When going through a divorce, many Florida residents place keeping the family home at or near the top of their priority list. Staying in one’s home is often more about emotions than financial planning, which is why so many spouses make critical mistakes in their property division negotiations. It is important for spouses to consider their refinancing options before they agree to keep the family home.
Very often, refinancing is not as simple or easy as it may seem. Spouses often remember how easy it was to purchase their home, when both parties provided the required information, got prequalified and then went out house hunting before signing on the bottom line.

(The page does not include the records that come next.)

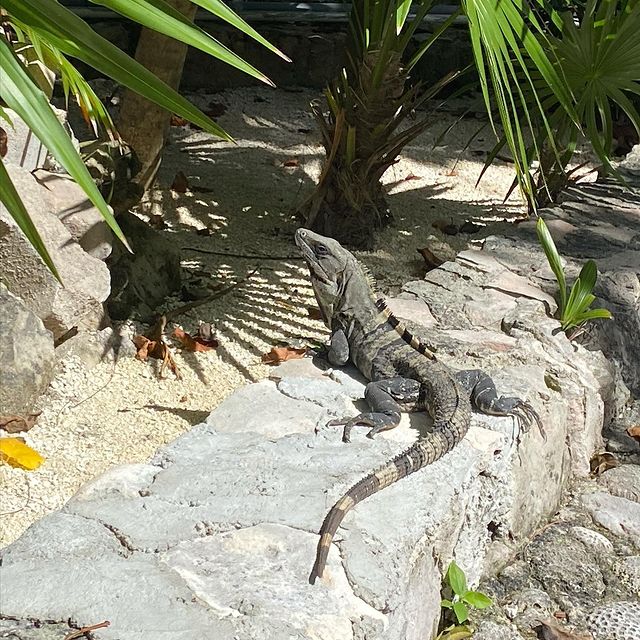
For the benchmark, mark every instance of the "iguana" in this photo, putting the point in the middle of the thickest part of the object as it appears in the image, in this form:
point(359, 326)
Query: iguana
point(403, 374)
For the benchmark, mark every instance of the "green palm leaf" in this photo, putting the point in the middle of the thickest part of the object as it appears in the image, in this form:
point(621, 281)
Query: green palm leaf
point(30, 103)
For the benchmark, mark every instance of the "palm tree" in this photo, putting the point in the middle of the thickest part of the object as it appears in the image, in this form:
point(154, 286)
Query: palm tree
point(55, 35)
point(547, 78)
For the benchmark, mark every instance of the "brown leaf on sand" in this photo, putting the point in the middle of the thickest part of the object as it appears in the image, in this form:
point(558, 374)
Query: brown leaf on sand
point(16, 424)
point(280, 354)
point(634, 432)
point(550, 630)
point(180, 183)
point(153, 345)
point(193, 343)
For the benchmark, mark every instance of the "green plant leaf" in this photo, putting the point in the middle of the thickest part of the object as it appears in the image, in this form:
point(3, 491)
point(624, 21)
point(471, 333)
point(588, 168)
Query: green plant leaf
point(593, 314)
point(553, 257)
point(456, 633)
point(163, 18)
point(589, 274)
point(71, 35)
point(223, 12)
point(477, 599)
point(11, 199)
point(461, 611)
point(21, 95)
point(456, 579)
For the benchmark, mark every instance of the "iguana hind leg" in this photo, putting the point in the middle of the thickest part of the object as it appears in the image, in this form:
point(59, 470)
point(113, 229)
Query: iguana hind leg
point(386, 399)
point(484, 397)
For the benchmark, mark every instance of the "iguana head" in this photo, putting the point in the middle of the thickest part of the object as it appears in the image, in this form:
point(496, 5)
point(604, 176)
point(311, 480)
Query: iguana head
point(339, 281)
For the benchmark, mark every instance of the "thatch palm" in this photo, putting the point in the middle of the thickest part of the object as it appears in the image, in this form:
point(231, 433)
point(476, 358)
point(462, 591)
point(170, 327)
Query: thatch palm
point(519, 80)
point(55, 35)
point(367, 104)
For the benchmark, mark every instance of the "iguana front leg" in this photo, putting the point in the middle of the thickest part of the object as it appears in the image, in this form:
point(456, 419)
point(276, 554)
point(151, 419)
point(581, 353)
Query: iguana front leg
point(338, 354)
point(386, 399)
point(484, 397)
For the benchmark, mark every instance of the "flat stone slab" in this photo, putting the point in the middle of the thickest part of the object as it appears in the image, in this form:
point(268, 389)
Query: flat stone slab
point(216, 536)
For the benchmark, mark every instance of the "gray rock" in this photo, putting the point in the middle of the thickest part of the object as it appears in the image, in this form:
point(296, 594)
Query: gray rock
point(630, 567)
point(283, 414)
point(82, 220)
point(23, 147)
point(618, 515)
point(622, 481)
point(325, 393)
point(142, 280)
point(86, 280)
point(615, 621)
point(97, 346)
point(488, 630)
point(528, 606)
point(27, 357)
point(568, 571)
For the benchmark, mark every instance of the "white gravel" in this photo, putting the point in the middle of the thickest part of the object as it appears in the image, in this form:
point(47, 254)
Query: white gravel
point(111, 414)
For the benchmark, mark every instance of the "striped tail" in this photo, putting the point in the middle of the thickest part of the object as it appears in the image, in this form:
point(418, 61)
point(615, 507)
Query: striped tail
point(402, 330)
point(424, 452)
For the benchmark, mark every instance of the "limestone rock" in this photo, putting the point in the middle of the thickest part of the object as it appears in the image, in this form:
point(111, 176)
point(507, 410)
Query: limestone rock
point(615, 621)
point(287, 415)
point(82, 220)
point(622, 481)
point(86, 280)
point(618, 515)
point(26, 355)
point(142, 280)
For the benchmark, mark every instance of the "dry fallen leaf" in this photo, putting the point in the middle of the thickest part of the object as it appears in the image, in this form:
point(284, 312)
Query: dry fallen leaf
point(280, 354)
point(602, 462)
point(193, 343)
point(153, 346)
point(18, 454)
point(15, 424)
point(180, 183)
point(78, 633)
point(634, 432)
point(550, 630)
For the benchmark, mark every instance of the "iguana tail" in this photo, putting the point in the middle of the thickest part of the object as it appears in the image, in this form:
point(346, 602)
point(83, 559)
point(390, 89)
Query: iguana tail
point(424, 452)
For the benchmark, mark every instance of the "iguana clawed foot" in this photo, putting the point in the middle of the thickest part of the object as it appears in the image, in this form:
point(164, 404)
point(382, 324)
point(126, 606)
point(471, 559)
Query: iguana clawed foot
point(377, 421)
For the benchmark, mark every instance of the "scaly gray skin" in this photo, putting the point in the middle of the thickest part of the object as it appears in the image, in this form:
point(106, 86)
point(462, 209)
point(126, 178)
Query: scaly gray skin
point(403, 376)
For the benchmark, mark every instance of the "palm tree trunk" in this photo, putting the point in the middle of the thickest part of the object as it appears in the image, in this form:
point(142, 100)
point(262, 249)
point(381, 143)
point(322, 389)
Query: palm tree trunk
point(349, 202)
point(144, 125)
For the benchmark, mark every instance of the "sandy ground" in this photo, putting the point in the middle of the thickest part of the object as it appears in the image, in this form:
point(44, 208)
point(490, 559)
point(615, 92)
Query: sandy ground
point(244, 194)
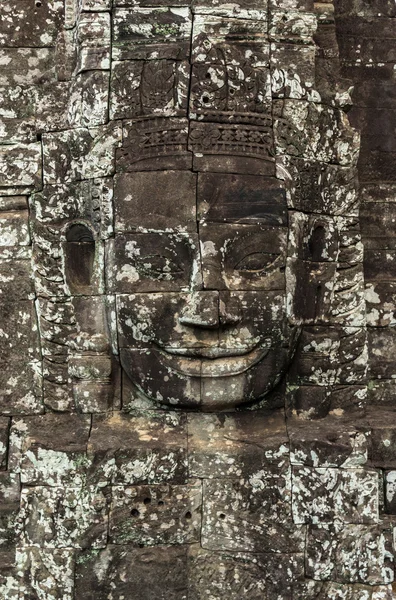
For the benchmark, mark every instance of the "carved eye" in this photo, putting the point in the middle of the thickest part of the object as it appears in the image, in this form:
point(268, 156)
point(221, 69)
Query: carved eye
point(256, 262)
point(158, 266)
point(79, 233)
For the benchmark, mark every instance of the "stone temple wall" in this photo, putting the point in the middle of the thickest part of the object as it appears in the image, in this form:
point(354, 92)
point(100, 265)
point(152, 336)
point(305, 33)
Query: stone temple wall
point(198, 300)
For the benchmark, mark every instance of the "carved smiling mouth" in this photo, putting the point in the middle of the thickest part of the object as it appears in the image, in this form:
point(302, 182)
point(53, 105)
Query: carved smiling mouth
point(211, 362)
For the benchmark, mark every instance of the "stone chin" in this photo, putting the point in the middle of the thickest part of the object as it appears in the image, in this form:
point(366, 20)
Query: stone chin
point(207, 379)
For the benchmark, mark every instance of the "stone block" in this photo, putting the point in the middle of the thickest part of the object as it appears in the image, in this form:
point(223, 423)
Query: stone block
point(236, 574)
point(78, 154)
point(44, 570)
point(19, 331)
point(322, 495)
point(166, 201)
point(40, 23)
point(128, 572)
point(230, 259)
point(299, 130)
point(20, 165)
point(21, 386)
point(240, 199)
point(63, 517)
point(381, 347)
point(151, 33)
point(94, 41)
point(293, 71)
point(149, 88)
point(333, 442)
point(17, 66)
point(331, 355)
point(87, 201)
point(154, 144)
point(136, 450)
point(233, 147)
point(156, 515)
point(151, 262)
point(313, 186)
point(236, 445)
point(252, 515)
point(292, 26)
point(9, 508)
point(383, 436)
point(50, 449)
point(88, 102)
point(380, 299)
point(350, 553)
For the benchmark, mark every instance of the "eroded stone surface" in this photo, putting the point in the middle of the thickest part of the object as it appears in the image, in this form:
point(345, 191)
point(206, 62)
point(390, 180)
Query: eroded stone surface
point(192, 302)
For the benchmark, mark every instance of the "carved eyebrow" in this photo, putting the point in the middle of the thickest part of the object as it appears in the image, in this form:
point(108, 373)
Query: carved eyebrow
point(78, 232)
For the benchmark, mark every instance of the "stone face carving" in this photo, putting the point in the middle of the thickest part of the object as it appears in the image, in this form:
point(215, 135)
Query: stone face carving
point(197, 300)
point(213, 215)
point(201, 307)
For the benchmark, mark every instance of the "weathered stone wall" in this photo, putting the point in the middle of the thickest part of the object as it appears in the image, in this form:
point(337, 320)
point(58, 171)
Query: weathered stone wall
point(172, 129)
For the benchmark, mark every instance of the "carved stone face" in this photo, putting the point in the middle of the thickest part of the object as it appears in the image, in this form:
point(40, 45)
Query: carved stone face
point(198, 267)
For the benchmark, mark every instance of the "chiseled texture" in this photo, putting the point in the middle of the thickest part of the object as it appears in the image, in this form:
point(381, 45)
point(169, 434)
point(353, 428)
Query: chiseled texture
point(197, 300)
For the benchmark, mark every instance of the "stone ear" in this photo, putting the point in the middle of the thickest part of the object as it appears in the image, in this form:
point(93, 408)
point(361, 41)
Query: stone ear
point(79, 253)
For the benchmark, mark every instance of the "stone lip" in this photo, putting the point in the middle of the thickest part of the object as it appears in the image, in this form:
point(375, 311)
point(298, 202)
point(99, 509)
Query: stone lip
point(212, 362)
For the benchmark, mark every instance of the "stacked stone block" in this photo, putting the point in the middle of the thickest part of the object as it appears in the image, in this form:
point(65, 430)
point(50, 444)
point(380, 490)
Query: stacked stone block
point(105, 493)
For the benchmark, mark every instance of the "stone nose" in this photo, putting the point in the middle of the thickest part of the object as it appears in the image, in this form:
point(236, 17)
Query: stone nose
point(208, 310)
point(202, 310)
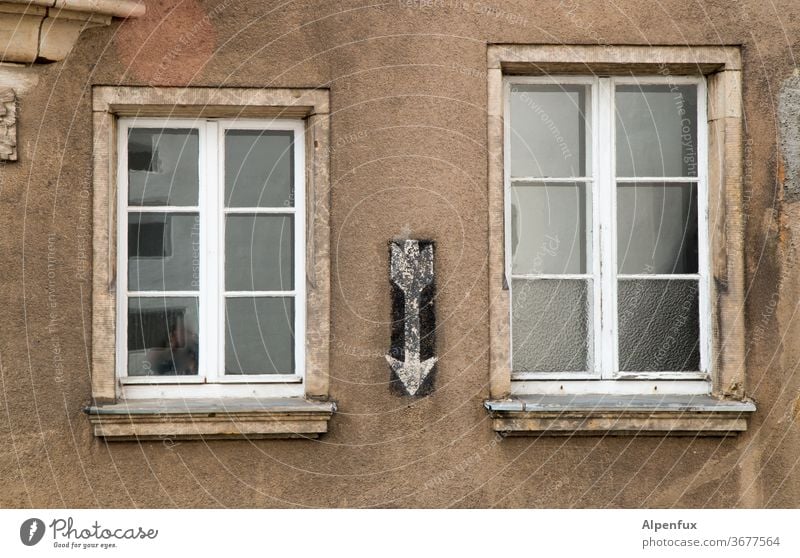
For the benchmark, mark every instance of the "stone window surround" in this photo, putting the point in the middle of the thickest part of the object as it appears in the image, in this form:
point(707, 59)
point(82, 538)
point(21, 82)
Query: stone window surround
point(116, 419)
point(722, 412)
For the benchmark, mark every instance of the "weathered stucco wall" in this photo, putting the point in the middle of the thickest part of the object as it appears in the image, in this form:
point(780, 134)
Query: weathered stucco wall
point(408, 103)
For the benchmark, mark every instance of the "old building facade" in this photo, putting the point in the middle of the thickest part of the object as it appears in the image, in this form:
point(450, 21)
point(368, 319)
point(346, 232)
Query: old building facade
point(212, 295)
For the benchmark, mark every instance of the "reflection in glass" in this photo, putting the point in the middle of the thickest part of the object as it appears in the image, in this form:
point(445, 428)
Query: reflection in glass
point(659, 325)
point(552, 325)
point(259, 253)
point(162, 336)
point(551, 228)
point(163, 251)
point(656, 228)
point(259, 335)
point(162, 166)
point(549, 130)
point(656, 129)
point(258, 168)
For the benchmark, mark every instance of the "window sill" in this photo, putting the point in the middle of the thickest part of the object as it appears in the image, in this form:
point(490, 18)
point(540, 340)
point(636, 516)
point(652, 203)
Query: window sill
point(619, 415)
point(162, 419)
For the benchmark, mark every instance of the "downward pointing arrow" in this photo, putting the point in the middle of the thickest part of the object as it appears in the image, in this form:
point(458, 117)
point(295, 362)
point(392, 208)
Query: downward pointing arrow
point(411, 271)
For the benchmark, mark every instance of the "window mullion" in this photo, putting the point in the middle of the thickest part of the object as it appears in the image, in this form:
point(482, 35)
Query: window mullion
point(607, 204)
point(209, 251)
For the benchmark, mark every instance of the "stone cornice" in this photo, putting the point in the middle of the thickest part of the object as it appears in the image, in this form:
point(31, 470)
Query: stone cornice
point(46, 30)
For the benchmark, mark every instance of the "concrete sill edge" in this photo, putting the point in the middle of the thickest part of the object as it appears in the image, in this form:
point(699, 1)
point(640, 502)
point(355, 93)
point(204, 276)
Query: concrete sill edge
point(615, 415)
point(203, 419)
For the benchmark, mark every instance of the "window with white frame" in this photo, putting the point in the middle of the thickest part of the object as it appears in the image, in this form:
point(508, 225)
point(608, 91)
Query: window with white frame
point(210, 258)
point(606, 231)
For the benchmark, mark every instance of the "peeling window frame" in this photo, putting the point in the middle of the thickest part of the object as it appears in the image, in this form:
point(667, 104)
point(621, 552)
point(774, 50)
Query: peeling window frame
point(286, 410)
point(526, 406)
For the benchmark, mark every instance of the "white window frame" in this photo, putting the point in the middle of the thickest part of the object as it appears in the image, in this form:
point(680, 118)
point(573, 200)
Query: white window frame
point(211, 381)
point(607, 378)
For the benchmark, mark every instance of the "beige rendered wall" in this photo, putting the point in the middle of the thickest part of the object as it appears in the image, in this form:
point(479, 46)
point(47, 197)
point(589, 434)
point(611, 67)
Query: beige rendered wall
point(408, 104)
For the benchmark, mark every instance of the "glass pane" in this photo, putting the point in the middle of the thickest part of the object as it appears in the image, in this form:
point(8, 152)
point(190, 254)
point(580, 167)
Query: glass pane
point(259, 336)
point(659, 325)
point(258, 168)
point(552, 325)
point(656, 130)
point(549, 130)
point(163, 252)
point(656, 228)
point(259, 253)
point(162, 336)
point(551, 228)
point(162, 166)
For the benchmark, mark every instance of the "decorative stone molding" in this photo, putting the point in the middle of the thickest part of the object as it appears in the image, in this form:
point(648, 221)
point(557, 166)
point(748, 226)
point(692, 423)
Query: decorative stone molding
point(513, 405)
point(601, 415)
point(46, 30)
point(116, 416)
point(210, 419)
point(8, 124)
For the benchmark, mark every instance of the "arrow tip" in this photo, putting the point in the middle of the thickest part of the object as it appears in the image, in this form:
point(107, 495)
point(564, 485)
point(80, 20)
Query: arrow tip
point(411, 374)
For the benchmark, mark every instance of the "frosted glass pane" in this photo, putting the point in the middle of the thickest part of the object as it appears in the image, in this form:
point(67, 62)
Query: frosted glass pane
point(162, 166)
point(163, 252)
point(258, 168)
point(659, 325)
point(549, 130)
point(656, 130)
point(259, 253)
point(656, 228)
point(259, 336)
point(551, 228)
point(552, 325)
point(162, 336)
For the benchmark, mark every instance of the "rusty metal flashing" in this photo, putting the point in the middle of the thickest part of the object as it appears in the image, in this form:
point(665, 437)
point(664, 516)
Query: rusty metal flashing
point(596, 415)
point(159, 419)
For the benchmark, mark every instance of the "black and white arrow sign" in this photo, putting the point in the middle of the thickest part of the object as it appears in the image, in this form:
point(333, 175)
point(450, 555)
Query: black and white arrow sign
point(412, 271)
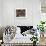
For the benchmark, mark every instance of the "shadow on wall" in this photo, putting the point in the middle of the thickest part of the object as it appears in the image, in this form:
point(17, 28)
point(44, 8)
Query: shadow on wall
point(1, 32)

Refinancing to remove one spouse’s name and obtain a new loan solely in the name of the retaining spouse is a different matter.
For one thing, many spouses are unable to qualify for refinancing without including child support or alimony in the equation. Most lenders require proof that those payments have been made in a timely manner for a period of time prior to issuing a new loan. That waiting period can range from a few months to half a year or more. In addition, the retaining spouse will need to have his or her credit screened prior to signing for a new loan, and a decline in scoring could be a problem. Having a demonstrable income history is another challenge for some spouses.
In short, keeping the family home is not always as straightforward as many Florida spouses believe. If that is one’s goal, the best place to begin is by sitting down with a lender and working through the numbers. Very often, spouses determine that selling the house and splitting the proceeds is a better option than trying to secure new financing during or after a divorce. That can simplify the property division process, and allow both parties to move on to look for their next homes.